[feat] add utility function to fill missing values in target (y)
Description
Similar to how fill_gaps adds missing time stamps, providing a utility function to fill missing values would be nice to have as well.
Use case
After a user has used fill_gaps, there are missing target values that need to be filled, else models like TimeGPT will not work. Adding this utility will help users so they do not have to repeat boilerplate code. It will also improve the UX.
How is that boilerplate? Users may want to ffill, bfill, interpolate, use some kind of statistic, etc. Are you suggesting we implement all of that?
Yes, we can implement at least the most common ones - such as ffill, bfill, interpolate.
Ok, suppose I want to bfill my target and ffill my exogs. I currently do this:
from utilsforecast.data import generate_series
from utilsforecast.preprocessing import fill_gaps
series = generate_series(5, n_static_features=2)
with_gaps = series.sample(frac=0.5)
filled = fill_gaps(with_gaps, freq='D')
by_serie = filled.groupby('unique_id', observed=True)

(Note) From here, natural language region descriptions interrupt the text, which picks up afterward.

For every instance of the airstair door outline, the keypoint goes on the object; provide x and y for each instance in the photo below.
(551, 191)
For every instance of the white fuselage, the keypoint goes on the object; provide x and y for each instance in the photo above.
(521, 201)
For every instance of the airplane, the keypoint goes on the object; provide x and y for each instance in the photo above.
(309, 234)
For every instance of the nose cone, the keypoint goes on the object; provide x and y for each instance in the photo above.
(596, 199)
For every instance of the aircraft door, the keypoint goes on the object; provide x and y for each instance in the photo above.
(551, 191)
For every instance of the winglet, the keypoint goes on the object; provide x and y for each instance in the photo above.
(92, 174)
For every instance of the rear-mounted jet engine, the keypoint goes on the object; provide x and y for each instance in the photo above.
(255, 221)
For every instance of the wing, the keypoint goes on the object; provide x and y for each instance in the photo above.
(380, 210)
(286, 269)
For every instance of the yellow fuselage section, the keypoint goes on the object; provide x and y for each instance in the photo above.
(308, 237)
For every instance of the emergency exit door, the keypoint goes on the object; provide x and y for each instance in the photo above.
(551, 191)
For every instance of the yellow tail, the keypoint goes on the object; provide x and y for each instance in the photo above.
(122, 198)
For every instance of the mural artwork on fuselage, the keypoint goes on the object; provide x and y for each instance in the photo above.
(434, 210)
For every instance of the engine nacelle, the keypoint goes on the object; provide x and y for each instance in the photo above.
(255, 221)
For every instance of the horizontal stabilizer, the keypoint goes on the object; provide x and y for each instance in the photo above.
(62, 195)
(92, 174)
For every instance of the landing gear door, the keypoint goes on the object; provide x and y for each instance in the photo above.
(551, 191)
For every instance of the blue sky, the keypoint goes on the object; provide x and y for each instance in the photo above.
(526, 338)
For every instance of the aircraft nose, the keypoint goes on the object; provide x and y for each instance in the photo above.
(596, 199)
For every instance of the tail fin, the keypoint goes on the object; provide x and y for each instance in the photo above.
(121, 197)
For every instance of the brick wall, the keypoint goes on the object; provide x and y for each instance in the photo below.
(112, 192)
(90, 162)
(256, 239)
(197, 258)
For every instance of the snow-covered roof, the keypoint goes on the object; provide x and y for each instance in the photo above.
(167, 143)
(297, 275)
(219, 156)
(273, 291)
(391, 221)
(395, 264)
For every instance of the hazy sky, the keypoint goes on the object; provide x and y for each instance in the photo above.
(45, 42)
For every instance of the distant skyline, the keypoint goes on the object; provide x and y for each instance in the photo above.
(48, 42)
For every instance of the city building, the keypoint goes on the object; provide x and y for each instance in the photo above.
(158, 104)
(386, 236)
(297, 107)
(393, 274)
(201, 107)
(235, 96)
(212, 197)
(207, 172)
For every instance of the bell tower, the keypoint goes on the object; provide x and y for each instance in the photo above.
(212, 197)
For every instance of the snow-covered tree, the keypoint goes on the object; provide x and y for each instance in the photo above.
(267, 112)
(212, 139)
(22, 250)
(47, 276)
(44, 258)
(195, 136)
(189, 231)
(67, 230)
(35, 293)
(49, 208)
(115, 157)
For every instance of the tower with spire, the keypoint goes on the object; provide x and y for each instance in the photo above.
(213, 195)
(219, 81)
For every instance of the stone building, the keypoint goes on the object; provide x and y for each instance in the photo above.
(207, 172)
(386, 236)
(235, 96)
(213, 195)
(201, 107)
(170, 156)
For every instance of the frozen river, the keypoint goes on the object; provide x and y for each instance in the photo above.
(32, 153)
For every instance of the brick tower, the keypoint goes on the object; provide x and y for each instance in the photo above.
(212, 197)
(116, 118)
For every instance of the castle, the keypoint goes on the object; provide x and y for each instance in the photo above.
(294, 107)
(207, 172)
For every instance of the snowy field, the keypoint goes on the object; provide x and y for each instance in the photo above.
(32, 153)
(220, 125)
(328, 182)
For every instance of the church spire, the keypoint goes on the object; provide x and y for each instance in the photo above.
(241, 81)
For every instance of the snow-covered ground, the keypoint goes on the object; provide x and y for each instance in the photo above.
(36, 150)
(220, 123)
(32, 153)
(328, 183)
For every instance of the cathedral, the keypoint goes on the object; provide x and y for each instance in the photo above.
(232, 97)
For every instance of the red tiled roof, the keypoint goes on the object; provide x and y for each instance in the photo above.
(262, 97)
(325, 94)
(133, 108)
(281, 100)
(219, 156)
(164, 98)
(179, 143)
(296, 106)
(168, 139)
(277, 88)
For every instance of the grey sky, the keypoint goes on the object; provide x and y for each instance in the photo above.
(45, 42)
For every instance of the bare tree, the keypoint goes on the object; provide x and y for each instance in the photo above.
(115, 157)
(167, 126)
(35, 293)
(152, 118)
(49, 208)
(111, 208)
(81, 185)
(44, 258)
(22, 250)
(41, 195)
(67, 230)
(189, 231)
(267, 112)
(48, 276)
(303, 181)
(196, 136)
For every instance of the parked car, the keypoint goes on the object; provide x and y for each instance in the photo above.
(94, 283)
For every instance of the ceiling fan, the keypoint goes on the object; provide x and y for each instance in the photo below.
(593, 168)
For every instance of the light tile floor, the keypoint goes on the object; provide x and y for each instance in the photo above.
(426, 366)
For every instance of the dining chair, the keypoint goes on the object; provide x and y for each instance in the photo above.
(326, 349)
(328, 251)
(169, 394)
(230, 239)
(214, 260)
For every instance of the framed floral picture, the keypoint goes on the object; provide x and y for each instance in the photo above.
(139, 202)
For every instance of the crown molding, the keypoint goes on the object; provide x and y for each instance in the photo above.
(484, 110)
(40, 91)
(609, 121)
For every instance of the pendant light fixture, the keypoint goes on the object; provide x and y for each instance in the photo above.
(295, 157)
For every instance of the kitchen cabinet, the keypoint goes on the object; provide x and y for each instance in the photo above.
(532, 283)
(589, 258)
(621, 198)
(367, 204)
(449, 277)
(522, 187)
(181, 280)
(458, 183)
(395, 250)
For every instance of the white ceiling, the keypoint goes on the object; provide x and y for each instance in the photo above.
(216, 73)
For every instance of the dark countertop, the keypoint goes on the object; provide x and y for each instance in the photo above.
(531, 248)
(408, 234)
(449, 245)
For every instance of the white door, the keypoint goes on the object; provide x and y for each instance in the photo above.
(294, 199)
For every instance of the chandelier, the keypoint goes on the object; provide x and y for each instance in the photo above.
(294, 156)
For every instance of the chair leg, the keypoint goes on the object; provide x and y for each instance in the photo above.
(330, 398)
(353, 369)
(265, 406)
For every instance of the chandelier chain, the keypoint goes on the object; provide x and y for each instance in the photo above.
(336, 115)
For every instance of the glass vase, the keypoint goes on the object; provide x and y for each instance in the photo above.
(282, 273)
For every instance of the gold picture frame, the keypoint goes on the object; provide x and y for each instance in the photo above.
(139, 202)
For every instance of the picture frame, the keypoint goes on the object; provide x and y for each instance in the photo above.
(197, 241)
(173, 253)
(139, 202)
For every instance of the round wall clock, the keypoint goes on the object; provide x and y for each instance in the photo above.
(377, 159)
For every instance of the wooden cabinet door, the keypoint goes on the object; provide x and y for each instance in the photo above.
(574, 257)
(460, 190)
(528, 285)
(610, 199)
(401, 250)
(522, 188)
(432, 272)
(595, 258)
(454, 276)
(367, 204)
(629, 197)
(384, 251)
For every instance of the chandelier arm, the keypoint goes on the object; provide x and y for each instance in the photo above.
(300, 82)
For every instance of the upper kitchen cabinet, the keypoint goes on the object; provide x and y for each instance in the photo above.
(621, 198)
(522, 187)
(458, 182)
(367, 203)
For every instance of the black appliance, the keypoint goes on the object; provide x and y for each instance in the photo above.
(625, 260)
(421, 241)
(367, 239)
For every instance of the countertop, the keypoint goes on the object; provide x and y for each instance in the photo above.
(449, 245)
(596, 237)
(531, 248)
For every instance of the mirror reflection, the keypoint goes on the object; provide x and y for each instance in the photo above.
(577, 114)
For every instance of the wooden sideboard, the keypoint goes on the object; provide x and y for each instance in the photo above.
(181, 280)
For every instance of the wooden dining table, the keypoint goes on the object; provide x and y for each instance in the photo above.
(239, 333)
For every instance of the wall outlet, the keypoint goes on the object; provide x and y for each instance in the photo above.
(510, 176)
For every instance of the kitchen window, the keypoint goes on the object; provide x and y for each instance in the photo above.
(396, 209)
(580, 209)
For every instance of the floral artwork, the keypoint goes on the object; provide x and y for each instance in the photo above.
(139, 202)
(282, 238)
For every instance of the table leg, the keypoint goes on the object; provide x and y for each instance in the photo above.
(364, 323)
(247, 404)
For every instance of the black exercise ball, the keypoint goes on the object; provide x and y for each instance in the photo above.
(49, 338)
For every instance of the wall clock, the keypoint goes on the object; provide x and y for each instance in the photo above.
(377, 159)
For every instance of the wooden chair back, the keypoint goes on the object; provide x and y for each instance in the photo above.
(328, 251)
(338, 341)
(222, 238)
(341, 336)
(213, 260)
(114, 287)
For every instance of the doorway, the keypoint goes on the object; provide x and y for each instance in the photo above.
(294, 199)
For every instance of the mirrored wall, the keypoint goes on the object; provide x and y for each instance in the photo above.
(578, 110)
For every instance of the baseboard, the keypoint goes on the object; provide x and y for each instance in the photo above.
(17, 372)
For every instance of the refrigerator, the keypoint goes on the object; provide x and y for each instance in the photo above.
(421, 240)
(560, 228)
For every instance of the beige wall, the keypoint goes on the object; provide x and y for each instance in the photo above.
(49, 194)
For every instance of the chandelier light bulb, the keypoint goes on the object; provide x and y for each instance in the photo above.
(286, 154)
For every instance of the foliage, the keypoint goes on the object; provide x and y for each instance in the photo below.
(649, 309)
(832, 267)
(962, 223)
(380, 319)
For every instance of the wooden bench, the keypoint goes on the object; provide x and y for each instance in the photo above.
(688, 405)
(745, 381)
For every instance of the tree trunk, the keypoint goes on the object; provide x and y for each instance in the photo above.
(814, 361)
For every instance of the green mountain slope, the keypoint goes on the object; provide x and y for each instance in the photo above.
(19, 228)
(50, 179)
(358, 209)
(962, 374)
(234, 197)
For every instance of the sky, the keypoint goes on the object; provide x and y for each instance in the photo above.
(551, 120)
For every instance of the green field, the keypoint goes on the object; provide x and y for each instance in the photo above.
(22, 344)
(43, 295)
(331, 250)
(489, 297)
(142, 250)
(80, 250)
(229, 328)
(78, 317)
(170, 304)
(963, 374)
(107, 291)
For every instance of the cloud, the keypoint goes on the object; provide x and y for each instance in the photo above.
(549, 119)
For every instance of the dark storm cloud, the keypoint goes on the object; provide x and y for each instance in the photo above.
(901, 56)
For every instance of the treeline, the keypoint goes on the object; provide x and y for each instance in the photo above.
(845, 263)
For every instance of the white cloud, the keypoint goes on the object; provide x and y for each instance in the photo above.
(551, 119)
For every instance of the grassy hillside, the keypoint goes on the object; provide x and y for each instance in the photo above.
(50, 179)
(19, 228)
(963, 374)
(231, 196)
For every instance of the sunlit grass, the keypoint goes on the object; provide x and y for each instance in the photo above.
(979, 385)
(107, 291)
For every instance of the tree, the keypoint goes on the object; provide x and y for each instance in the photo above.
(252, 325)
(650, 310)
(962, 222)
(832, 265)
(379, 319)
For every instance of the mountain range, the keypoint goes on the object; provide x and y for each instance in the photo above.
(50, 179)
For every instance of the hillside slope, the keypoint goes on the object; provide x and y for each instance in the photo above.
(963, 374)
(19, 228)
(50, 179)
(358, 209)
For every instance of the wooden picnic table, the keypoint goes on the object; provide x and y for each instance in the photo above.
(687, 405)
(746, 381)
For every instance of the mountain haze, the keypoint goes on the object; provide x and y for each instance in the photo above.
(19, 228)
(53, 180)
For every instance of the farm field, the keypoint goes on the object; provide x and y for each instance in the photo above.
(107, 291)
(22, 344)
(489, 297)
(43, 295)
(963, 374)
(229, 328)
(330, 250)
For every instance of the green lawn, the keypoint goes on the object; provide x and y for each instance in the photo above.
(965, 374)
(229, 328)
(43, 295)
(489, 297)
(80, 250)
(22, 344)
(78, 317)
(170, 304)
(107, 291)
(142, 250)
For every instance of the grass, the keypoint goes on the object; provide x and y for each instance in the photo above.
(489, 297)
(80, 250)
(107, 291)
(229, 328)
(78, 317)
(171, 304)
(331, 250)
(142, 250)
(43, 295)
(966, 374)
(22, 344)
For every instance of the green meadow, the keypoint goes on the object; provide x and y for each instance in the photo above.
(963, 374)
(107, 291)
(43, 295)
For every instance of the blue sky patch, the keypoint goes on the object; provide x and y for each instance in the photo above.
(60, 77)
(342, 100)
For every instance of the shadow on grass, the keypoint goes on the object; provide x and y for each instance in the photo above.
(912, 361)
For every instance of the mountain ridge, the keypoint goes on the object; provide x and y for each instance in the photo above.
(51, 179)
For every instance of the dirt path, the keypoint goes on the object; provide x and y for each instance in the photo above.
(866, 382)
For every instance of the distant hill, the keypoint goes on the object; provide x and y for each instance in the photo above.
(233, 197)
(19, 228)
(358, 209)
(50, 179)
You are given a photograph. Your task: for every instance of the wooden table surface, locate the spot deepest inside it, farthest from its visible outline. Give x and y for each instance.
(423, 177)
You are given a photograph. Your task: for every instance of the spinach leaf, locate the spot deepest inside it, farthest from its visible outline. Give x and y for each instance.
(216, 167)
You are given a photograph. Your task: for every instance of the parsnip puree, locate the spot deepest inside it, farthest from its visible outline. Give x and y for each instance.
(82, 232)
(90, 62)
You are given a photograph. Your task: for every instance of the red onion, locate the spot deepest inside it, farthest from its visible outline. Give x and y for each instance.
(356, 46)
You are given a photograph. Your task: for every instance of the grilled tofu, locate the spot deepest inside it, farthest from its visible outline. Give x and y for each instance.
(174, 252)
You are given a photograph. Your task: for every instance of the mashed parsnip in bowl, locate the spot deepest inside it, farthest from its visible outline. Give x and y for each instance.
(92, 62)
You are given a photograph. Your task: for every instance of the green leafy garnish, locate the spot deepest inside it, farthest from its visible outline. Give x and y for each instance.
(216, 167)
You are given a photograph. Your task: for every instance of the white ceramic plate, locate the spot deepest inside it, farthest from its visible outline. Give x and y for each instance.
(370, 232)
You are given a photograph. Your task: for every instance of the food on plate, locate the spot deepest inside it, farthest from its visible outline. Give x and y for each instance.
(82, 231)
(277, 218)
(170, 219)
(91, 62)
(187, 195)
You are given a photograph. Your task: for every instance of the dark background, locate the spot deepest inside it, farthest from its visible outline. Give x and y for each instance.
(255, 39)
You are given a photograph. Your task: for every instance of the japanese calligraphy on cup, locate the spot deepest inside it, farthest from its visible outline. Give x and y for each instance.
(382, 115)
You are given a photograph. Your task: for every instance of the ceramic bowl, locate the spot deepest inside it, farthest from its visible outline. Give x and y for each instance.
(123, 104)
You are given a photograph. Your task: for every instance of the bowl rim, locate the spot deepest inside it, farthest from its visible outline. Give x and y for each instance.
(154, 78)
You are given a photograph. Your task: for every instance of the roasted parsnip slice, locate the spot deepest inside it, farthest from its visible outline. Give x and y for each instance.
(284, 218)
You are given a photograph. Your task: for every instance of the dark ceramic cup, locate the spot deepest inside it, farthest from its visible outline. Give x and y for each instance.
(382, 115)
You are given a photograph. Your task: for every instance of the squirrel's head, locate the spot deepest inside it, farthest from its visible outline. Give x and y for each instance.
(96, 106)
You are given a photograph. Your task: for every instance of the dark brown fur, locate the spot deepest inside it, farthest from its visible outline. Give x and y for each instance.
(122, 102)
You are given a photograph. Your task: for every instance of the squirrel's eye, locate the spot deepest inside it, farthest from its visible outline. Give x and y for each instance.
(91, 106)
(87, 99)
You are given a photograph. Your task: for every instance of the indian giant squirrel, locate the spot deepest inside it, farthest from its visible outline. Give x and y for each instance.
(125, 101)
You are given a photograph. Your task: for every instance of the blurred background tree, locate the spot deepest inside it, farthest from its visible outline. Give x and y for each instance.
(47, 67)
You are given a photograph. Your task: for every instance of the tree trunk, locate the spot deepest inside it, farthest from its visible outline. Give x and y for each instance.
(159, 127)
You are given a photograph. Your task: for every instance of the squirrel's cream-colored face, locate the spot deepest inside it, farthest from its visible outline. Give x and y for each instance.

filled['y'] = by_serie['y'].bfill()
exogs = ['static_0', 'static_1']
filled[exogs] = by_serie[exogs].ffill()
Please show me the UX improvements.
We need to support many more options for filling than just ffill and bfill. It also needs to support polars in addition to pandas. Once implemented, it will be used in conjunction with the clean_data. Having all this in a convenient wrapper function will help make it more streamlined. If we are already implementing it in Nixtla, why not expose this to users through this utils library instead to make it easier for users to use it as well?
I want you to provide an example showing that the effort is worth it.
I will implement it in the nixtla repo for audit data. You can have a look over there and we can decide then if we need to move it here.
I don't mean the code, I mean the API. Will we write 200 lines to save users 1? Or how will it work?
Hi @jmoralez , @ngupta23 ,
Just my thoughts here, what's if you limited exog data to static vars which makes fill strategy slightly easier in my mind at least. Unless I am missing a use case here where they are not just duplicated from available data.
Function call would like below, with fill strategy 0, mean, median, interpolation.
Static vars are just remerged from unique available data (since they are static) or a cartesian product.
This is super helpful when you have hierarchical data its always a bit clunky to fill gaps and reproduce the missing hierarchy info.
df_padded = fill_gaps( df, id_col="unique_id", time_col="date", target_col="sales", freq="D", fill_strategy="ffill", static_cols=["dept_id","store_id"] )
Again just my thoughts, but I agree on the usefulness of being able to handle this in a single call.